Ci sono vecchi democristiani come Antonino Senese, Giuseppe Fimognari, Franco Covello, Francesco Smurra, quest’ultimo quattro legislature (tra gli anni ‘70 e ‘80) con la Dc e sottosegretario all’Istruzione negli esecutivi Rumor e Moro. E ancora, esponenti storici della destra calabrese del calibro di Renato Meduri (4 legislature con il Msi, poi confluito in An), Giuseppe Valentino (3 mandati al Senato e uno alla Camera, conditi da un’esperienza da sottosegretario alla Giustizia con Berlusconi premier), Francesco Bevilacqua (4 legislature e un episodio finito al centro di polemiche: risultava tra i cofirmatari di un disegno di riforma costituzionale per abolire la XII norma della Costituzione italiana, che vieta «la riorganizzazione, sotto qualsiasi forma, del disciolto Partito fascista»), e il medico reggino Antonino Monteleone.

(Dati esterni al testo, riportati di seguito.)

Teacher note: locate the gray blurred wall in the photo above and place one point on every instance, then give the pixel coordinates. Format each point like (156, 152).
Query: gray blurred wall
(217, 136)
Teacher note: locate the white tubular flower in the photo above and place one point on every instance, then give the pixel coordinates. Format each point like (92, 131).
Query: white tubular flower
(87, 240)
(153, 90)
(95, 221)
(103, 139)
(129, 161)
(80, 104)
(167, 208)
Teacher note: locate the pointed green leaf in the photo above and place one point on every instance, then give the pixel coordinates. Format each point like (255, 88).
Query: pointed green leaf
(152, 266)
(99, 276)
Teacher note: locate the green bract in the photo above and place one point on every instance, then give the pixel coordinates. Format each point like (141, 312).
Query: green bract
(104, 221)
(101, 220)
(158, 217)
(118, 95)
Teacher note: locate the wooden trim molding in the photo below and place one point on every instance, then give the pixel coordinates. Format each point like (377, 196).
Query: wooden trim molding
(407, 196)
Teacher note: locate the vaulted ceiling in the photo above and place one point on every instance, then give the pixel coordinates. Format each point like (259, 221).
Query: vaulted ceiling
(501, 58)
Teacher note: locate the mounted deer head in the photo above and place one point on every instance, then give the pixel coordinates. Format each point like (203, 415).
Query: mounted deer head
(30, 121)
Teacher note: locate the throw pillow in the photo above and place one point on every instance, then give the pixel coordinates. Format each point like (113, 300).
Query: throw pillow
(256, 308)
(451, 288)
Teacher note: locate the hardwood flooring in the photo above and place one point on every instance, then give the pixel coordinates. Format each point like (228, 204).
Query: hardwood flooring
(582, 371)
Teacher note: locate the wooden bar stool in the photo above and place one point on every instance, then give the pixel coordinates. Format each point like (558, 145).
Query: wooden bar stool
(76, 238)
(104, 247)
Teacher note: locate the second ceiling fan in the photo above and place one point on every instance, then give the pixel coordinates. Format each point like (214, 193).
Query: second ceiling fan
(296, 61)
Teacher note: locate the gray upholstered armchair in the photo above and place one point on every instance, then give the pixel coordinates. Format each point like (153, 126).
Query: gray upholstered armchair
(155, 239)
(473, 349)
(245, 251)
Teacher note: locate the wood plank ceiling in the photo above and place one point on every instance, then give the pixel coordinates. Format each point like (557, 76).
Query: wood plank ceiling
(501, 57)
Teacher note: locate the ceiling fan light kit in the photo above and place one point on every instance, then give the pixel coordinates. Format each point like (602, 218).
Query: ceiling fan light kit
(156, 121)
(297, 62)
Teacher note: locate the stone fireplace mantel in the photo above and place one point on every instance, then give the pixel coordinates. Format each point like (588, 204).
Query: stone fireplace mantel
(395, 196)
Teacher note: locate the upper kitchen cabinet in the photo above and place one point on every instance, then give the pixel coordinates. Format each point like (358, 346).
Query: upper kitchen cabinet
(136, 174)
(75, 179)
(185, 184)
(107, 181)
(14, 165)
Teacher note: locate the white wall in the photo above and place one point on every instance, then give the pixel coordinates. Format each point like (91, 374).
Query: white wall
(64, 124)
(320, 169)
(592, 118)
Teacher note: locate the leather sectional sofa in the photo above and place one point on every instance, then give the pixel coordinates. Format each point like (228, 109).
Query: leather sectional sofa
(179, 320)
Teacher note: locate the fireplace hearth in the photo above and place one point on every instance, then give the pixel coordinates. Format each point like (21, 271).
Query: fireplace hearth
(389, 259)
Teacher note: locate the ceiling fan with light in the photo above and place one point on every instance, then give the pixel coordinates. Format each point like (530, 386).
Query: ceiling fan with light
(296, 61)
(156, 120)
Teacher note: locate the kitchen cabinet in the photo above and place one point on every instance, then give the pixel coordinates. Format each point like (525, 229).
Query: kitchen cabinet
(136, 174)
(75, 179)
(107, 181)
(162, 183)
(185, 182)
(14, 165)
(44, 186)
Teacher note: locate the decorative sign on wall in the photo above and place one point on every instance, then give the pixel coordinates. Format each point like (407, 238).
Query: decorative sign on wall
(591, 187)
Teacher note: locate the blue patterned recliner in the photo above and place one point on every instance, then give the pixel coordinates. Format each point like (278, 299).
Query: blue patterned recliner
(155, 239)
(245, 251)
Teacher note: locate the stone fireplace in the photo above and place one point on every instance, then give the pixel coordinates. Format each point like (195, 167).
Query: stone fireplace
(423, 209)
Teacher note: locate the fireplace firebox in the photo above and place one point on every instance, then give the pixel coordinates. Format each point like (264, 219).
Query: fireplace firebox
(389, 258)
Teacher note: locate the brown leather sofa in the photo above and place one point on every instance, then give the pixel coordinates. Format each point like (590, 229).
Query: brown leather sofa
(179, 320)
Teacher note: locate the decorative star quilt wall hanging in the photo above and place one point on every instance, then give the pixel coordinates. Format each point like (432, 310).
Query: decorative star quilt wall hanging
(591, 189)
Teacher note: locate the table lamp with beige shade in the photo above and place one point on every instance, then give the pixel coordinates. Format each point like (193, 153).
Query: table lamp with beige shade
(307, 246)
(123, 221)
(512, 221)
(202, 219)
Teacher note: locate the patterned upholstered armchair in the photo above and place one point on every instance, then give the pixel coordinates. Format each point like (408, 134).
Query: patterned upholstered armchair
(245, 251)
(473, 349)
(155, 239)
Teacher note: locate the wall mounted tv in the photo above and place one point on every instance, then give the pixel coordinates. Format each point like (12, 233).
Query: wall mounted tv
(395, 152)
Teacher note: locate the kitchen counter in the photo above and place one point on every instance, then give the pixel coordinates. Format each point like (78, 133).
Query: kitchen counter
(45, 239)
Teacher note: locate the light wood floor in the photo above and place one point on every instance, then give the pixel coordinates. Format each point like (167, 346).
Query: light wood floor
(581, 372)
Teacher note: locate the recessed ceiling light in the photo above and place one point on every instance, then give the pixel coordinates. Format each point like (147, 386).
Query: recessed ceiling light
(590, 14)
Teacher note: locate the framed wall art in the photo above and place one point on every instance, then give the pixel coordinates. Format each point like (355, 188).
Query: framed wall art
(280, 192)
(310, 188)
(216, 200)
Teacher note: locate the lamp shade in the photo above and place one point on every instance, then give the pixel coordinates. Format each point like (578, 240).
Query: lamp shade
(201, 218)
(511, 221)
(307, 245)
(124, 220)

A sinistra, invece, scarseggiano gli esempi di longevità tra gli ex senatori eletti in Calabria e ancora in vita. Massimo Veltri arrivò a Palazzo Madama nel 1995, nonostante la sconfitta dei Progressisti dell’epoca e lì resto anche per la legislatura successiva. Stesso percorso, qualche anno più tardi, lo ha compiuto Nuccio Iovene, storico dirigente dei Democratici di sinistra, calabrese a tutti gli effetti pur risultando nato a Roma. Nell’alveo del centrosinistra vanno ricollocate pure le esperienze tra gli scranni dei Palazzi della politica di Doris Lo Moro e Donato Veraldi.

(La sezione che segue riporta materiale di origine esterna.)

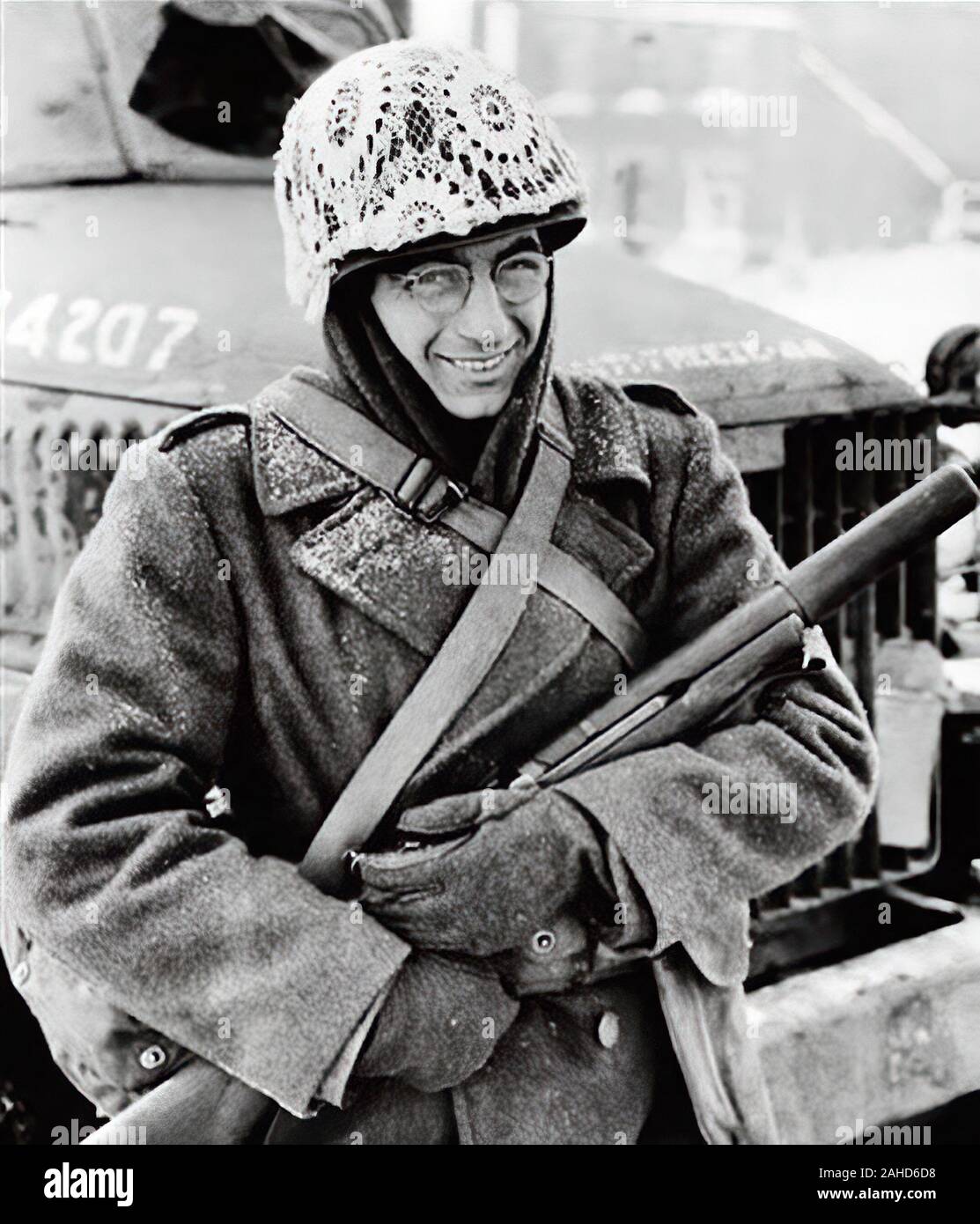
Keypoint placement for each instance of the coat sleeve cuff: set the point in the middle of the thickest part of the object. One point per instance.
(335, 1086)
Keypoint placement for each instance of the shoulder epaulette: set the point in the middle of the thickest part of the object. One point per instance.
(657, 395)
(196, 423)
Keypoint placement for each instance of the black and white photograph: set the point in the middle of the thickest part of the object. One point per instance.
(490, 608)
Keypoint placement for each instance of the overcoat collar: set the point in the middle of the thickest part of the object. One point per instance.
(606, 429)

Tra gli azzurri, ovvero tra coloro che sono sbarcati in Parlamento sotto le insegne di Forza Italia, Battista Caligiuri (due mandati a Motecitorio e uno a Palazzo Madama), tra i fondatori del partito del Cavaliere in Calabria, l’ex governatore e sottosegretario alla Salute Pino Nisticò, Francesca Scopelliti, giornalista di professione nata a Nicotera, nel Vibonese, ma eletta al Nord e l’ex sottosegretario Tonino Gentile.
Infine, ma non per ordine di importanza, ci sono quei rappresentanti di movimenti politici nati sulle ceneri dei partiti tradizionali. È il caso di Nicodemo Filippelli (ex Udeur, ora Italia del Meridione), Gino Trematerra (ex Ccd, poi Udc), Luigi Li Gotti (Italia dei Valori), Linda Lanzillotta (ministra col Governo Prodi ed eletta anni dopo con Scelta Civica).